[dpdk-dev] [PATCH v5 2/2] doc: announce deprecation of refcnt atomic member
Bruce Richardson
bruce.richardson at intel.com
Fri Jul 17 18:20:12 CEST 2020
On Fri, Jul 17, 2020 at 04:35:56PM +0200, David Marchand wrote:
> On Fri, Jul 17, 2020 at 4:32 PM David Marchand
> <david.marchand at redhat.com> wrote:
> >
> > On Fri, Jul 17, 2020 at 6:37 AM Phil Yang <phil.yang at arm.com> wrote:
> > >
> > > refcnt_atomic member in structures rte_mbuf and rte_mbuf_ext_shared_info
> > > will be deprecated in 20.11 release.
> > >
> > > Suggested-by: Honnappa Nagarahalli <honnappa.nagarahalli at arm.com>
> > > Signed-off-by: Phil Yang <phil.yang at arm.com>
> > > Acked-by: Konstantin Ananyev <konstantin.ananyev at intel.com>
> > > ---
> > > doc/guides/rel_notes/deprecation.rst | 6 ++++++
> > > 1 file changed, 6 insertions(+)
> > >
> > > diff --git a/doc/guides/rel_notes/deprecation.rst b/doc/guides/rel_notes/deprecation.rst
> > > index a58a179..99c9806 100644
> > > --- a/doc/guides/rel_notes/deprecation.rst
> > > +++ b/doc/guides/rel_notes/deprecation.rst
> > > @@ -129,6 +129,12 @@ Deprecation Notices
> > > in "rte_sched.h". These changes are aligned to improvements suggested in the
> > > RFC https://mails.dpdk.org/archives/dev/2018-November/120035.html.
> > >
> > > +* mbuf: ``refcnt_atomic`` member in structures ``rte_mbuf`` and
> > > + ``rte_mbuf_ext_shared_info`` is of type ``rte_atomic16_t``. Due to adoption
> > > + of C11 atomic builtins it will be of type ``uint16_t``. ``refcnt_atomic``
> > > + will be removed in 20.11. It will be replaced with ``refcnt`` of type
> > > + ``uint16_t``.
> > > +
> > > * metrics: The function ``rte_metrics_init`` will have a non-void return
> > > in order to notify errors instead of calling ``rte_exit``.
> > >
> > > --
> > > 2.7.4
> > >
> >
> > Acked-by: David Marchand <david.marchand at redhat.com>
>
> Bruce, Konstantin,
>
> This precedes the first open source release so trying with you guys:
> what is the purpose of the RTE_MBUF_REFCNT_ATOMIC build flag?
> Thanks.
>
That's indeed going back a long way!
IIRC When we first introduced a reference count, I believe we considered
cases where we would not need atomics to work on the ref count, and added
the build macro to remove the cost of the atomic in those instances. For
example, if a TCP stack wanted to hold on to an mbuf after transmission
rather than having it freed to the mempool (in case it needed to be
retransmitted), it could increment the reference count to ensure that
did not occur. Later if an ack for the TCP packet was received the buffer
could be freed. So long as the same thread that did the TX freed the buffer
later, no atomic increment or decrement was necessary.

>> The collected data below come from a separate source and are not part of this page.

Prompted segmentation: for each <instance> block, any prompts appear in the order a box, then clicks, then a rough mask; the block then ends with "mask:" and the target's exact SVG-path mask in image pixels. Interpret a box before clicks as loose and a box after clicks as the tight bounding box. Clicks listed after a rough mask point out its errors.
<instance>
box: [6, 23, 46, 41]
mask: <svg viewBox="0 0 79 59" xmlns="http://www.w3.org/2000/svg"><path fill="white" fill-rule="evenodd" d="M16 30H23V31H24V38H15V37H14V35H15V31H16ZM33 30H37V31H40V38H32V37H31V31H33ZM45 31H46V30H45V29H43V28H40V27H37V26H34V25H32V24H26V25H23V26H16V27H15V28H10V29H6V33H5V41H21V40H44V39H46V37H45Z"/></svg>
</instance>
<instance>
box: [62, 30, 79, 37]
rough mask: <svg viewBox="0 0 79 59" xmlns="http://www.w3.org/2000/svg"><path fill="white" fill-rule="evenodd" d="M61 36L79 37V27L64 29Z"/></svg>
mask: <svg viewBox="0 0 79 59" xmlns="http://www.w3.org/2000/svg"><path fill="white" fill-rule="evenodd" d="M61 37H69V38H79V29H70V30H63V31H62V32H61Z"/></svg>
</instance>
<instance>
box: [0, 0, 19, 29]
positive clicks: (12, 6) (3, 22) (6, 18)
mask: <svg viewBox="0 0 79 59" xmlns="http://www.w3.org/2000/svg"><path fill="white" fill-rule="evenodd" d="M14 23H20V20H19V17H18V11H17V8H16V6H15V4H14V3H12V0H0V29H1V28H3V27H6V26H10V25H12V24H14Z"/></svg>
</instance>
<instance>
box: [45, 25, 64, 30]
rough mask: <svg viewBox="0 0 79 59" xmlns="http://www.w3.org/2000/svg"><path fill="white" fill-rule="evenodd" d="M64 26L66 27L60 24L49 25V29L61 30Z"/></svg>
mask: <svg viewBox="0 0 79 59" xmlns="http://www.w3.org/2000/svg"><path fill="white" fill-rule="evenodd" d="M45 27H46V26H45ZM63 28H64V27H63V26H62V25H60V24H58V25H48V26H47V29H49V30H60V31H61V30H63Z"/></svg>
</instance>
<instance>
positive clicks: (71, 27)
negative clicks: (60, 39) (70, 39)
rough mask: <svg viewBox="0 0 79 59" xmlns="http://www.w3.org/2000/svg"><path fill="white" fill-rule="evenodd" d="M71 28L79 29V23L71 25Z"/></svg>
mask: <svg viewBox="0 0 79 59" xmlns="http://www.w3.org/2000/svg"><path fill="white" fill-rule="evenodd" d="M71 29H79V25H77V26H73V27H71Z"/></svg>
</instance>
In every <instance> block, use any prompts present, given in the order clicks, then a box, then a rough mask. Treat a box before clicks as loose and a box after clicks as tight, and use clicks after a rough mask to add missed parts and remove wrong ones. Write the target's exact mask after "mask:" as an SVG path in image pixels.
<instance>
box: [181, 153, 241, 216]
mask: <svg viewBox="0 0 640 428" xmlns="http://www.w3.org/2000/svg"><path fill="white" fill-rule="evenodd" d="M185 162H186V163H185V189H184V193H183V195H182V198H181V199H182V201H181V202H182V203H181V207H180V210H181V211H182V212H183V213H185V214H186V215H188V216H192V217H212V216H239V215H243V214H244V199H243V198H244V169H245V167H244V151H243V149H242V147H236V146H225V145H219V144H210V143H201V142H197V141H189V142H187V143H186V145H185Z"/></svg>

Similarly for a run-to-completion app which fragmented packets using
multiple mbufs referencing a single packet buffer. So long as only a single
thread worked on the buffer, the reference counters need not be atomic.
In practice, the general case needs to be atomic ref-counts, and I'm not
sure who, if anyone, uses this setting in their apps. It should be
convertable to a runtime setting if needed.